The safety requirements of threading are unrelated to the guarantees imposed by references in the sense that the rule that says that you may not perform a data race applies even if you are using raw pointers.

2 Likes

@derekdreery if you use

use ::core::{cell::Cell as Mut, ptr};
use ::std::os::raw::c_int as int;

#[repr(C)]
struct Object {
    data: Mut<int>;
    more_data: Mut<int>;
    list: IntrusiveList;
}
// where
#[repr(C)]
struct IntrusiveList {
    next: Mut< Option<ptr::NonNull<IntrusiveList>> >,
    prev: Mut< Option<ptr::NonNull<IntrusiveList>> >,
}

then you can upgrade a *mut Object to a &Object just fine (provided the lifetime is OK (object is not deallocated in between) and no data races occur).
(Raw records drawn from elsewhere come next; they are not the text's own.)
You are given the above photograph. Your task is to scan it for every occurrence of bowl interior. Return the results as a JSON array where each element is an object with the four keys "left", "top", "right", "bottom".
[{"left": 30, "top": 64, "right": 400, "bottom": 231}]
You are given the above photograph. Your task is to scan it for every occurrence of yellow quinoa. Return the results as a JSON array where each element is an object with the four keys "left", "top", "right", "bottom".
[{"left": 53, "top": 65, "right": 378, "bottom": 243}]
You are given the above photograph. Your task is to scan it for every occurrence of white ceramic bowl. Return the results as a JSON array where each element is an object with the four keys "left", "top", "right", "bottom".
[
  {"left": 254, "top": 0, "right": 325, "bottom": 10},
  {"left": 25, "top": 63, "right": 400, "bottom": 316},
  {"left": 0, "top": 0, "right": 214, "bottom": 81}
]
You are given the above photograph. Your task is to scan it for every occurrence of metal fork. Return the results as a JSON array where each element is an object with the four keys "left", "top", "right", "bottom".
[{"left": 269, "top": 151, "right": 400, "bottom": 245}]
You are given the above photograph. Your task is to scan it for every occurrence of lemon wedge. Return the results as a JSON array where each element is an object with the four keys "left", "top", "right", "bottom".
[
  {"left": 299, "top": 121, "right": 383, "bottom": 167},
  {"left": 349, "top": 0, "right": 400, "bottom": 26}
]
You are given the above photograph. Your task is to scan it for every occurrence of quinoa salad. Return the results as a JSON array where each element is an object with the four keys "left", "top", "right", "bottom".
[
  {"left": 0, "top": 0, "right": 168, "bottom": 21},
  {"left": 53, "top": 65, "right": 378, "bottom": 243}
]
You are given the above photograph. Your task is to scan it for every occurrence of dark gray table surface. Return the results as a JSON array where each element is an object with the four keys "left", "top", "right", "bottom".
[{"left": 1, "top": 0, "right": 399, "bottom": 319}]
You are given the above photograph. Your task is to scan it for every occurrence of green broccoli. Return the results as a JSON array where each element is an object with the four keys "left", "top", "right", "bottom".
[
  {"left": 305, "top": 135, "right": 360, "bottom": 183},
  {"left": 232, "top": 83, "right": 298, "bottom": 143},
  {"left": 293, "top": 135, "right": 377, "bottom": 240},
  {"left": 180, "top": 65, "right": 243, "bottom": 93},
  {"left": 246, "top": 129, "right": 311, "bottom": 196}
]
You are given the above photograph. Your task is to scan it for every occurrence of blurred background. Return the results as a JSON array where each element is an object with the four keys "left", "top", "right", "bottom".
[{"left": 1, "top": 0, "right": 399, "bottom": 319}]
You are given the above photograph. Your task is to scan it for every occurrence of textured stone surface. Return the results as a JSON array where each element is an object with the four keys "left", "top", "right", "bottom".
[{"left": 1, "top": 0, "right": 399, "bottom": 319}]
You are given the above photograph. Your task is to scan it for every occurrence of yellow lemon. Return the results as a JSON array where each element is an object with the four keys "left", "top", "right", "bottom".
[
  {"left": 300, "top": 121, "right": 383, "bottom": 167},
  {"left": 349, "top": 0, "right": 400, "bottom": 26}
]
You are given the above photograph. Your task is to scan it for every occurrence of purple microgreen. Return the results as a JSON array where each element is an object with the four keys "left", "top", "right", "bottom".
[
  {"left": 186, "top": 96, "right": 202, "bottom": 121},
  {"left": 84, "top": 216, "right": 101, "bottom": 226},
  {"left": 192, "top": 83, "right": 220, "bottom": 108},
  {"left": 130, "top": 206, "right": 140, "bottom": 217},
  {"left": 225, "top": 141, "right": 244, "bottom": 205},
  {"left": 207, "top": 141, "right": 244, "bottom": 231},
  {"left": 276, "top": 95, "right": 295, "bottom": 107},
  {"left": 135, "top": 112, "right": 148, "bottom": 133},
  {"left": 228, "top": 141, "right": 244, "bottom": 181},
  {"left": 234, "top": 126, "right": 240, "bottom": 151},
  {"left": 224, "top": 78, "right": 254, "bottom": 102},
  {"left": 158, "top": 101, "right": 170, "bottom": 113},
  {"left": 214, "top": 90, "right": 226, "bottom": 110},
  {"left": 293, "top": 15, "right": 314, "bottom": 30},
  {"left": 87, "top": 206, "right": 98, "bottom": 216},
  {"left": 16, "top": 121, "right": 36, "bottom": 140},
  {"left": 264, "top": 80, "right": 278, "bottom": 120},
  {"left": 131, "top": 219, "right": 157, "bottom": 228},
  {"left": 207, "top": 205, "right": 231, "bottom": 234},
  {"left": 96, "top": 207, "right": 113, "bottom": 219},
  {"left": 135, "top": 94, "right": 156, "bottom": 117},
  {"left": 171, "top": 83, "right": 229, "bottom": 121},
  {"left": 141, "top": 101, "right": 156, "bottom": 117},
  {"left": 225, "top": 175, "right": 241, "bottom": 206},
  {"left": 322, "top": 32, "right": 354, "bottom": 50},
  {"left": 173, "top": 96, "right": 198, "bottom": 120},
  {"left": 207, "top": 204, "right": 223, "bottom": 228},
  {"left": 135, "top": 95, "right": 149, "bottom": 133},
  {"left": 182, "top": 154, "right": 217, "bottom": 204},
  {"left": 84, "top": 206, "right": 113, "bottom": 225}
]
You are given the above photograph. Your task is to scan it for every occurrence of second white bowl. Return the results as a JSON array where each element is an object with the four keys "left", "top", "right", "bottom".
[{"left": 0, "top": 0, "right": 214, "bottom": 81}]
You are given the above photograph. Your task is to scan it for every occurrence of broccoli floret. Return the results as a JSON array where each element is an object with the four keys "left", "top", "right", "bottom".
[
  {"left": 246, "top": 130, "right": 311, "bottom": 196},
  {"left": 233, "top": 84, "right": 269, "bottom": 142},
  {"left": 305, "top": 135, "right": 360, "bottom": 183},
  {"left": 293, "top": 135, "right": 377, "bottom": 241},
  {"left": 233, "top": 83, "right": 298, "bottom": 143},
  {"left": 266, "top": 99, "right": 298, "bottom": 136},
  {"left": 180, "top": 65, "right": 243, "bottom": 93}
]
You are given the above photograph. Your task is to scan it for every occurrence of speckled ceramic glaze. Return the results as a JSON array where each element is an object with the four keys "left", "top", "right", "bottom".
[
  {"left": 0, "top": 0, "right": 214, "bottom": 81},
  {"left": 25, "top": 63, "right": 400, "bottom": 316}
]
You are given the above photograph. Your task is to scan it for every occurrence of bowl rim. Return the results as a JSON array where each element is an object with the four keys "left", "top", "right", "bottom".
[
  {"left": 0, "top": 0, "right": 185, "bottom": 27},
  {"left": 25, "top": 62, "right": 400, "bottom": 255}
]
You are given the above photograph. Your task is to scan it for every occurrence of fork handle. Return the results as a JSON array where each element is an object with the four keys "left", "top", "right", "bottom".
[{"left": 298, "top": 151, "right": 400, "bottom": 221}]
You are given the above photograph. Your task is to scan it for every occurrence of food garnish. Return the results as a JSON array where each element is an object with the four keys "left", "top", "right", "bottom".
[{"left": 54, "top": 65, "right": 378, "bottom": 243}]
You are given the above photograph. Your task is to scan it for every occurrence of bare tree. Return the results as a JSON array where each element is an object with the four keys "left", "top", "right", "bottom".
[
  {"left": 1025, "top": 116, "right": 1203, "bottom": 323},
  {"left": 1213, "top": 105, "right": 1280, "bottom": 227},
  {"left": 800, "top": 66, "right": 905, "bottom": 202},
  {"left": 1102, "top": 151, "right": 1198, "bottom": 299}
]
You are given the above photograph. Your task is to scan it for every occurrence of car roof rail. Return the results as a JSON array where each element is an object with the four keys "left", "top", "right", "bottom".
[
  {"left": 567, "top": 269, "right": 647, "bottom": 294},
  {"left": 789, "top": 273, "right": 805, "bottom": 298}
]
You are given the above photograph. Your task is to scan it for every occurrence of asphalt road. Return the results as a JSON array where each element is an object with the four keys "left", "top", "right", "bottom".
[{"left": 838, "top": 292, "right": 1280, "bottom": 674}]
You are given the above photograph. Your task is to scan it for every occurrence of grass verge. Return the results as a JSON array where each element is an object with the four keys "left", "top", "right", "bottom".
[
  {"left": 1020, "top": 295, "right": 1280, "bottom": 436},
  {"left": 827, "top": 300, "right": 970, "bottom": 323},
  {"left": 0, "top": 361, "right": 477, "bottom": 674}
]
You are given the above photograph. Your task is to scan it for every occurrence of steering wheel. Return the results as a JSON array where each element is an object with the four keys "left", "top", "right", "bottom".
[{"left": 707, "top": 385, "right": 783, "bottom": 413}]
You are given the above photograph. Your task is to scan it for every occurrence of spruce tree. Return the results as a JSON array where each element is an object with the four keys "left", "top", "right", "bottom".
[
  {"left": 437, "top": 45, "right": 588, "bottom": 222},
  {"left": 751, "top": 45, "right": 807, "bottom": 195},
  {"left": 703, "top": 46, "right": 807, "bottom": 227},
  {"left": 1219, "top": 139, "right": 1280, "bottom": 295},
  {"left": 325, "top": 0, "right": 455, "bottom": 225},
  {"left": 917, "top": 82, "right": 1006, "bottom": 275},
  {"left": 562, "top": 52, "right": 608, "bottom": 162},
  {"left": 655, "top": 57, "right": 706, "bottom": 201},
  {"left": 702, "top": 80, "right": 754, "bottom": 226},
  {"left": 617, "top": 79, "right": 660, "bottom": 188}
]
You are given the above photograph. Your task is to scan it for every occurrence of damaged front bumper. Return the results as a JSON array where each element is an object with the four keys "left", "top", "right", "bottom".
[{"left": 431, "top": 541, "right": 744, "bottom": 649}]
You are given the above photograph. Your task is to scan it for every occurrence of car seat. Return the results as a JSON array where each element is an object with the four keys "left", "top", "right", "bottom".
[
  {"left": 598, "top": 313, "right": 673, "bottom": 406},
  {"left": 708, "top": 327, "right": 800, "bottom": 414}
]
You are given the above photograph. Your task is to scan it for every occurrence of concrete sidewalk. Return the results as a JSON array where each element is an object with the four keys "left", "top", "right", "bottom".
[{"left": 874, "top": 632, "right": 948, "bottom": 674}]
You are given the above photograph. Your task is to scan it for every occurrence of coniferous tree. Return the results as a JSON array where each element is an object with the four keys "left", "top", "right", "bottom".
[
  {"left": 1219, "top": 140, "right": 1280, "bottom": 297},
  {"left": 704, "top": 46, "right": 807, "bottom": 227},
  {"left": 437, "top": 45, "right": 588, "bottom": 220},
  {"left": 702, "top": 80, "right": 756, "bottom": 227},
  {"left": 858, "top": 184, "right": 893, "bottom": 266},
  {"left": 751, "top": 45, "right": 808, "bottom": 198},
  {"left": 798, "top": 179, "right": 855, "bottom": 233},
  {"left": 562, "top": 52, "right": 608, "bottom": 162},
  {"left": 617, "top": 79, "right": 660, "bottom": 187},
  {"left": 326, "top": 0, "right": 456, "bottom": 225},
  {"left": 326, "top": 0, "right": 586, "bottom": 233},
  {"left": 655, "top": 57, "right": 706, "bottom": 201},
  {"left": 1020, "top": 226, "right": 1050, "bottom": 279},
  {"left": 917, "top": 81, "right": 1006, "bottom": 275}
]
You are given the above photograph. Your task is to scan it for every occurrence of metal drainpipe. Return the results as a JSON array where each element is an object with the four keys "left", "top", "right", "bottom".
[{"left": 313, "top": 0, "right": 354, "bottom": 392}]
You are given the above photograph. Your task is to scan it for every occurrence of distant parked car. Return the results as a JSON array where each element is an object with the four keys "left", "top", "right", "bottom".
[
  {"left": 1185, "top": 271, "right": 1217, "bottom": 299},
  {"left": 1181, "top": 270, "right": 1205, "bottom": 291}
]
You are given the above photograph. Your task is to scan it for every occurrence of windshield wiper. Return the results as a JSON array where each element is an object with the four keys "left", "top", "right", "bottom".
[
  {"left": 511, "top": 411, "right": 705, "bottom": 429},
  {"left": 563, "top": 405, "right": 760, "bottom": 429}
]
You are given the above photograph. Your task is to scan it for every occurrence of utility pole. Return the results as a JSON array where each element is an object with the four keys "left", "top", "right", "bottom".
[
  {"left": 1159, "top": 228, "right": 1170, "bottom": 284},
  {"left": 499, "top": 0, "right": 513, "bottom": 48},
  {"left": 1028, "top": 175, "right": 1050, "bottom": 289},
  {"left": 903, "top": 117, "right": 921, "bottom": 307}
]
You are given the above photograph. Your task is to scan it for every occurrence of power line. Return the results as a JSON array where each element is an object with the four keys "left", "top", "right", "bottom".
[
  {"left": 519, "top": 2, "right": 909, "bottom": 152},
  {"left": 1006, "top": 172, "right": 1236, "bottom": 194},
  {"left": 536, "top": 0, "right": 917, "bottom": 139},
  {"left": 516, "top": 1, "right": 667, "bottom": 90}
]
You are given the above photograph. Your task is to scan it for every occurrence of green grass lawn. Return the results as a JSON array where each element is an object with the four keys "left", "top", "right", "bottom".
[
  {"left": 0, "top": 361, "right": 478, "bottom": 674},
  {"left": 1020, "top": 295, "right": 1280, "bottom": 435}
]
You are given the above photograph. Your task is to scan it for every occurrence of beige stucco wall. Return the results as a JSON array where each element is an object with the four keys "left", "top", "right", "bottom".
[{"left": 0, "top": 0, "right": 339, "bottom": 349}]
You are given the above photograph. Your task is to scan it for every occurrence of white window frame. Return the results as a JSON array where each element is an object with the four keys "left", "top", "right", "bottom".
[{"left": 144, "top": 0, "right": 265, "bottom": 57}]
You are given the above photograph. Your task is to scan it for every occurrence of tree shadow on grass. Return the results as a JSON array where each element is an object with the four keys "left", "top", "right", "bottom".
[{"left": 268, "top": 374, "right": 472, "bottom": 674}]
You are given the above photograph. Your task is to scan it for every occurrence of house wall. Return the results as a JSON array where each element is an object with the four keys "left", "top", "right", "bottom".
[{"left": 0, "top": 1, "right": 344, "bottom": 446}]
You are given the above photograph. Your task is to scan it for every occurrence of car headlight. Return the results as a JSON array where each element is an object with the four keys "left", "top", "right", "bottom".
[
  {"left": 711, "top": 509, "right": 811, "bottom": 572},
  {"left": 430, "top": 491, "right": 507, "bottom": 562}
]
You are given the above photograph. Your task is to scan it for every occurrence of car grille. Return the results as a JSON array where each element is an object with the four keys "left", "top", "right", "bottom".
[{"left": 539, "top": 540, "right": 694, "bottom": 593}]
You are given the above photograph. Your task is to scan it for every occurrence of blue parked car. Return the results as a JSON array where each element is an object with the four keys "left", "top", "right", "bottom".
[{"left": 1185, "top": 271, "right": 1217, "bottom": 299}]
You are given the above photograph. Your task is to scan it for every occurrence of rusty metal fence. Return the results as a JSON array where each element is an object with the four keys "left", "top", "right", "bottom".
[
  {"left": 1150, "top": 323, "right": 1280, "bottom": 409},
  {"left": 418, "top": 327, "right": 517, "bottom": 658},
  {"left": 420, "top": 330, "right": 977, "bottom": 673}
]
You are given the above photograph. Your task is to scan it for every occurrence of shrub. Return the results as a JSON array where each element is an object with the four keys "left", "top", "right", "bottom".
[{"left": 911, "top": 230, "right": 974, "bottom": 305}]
Using Cell to wrap each field is the best way to represent C semantics, and avoid aliasing/immutability-related UB.

No, in my example I was talking about creating (and potentially giving it to the FFI) a pointer to a list with provenance over the .next and .prev fields only. But if you are receiving such a pointer, then it was C's job to imbue it with the right provenance (which, in practice, can be assumed to be always the case). So no issues in that regard.

2 Likes

So, to summarise:

There are semantically 3 types of pointer in rust, *const/*mut, & and &mut. These pointers might be fat, but its not possible to construct fat pointers directly yourself so I'm ignoring this detail. The rules are as follows

For *const/*mut

  • When dereferencing, the pointer must point to a valid (initialized, aligned, live) object
  • The data must be a valid instance of the pointer type (note that this doesn't mean the types have to be identical: a u8 can be read as an i8, because all valid u8s are valid i8s).
  • There must be no chance that, in parallel, (data race):
    • We write to the pointer while another thread reads or writes through the pointer.
    • We read the pointer while another thread writes through the pointer.
  • Extra conditions apply to some pointer methods, like offset.

For &

  • The data must be a valid instance of the pointer type (see above).
  • The data must be valid for the lifetime of the reference.
    • Strictly speaking, it must be valid at time of access, but if you hand a reference to code you don't control, you must guarantee any safe access is valid (i.e. the data must be valid for the lifetime of the reference).
  • The data must not change between reads, unless there is an UnsafeCell between the changed data and the reference (defined as when an the reference points to a type that contains an UnsafeCell, which contains data that changes). In the UnsafeCell case, there must be no data races.
  • No &mut references exist for the object.

For &mut

  • The data must be a valid instance of the pointer type (see above).
  • The data must be valid for the lifetime of the reference (it cannot change because it is not observed anywhere else).
  • No other references (either & or &mut) exist for the object.
  • The data is not observed except through the pointer, this includes pointer::reading through a raw pointer.
  • Raw pointers to the object can exist, as long as they are not dereferenced (is this correct??).

Have I made any mistakes?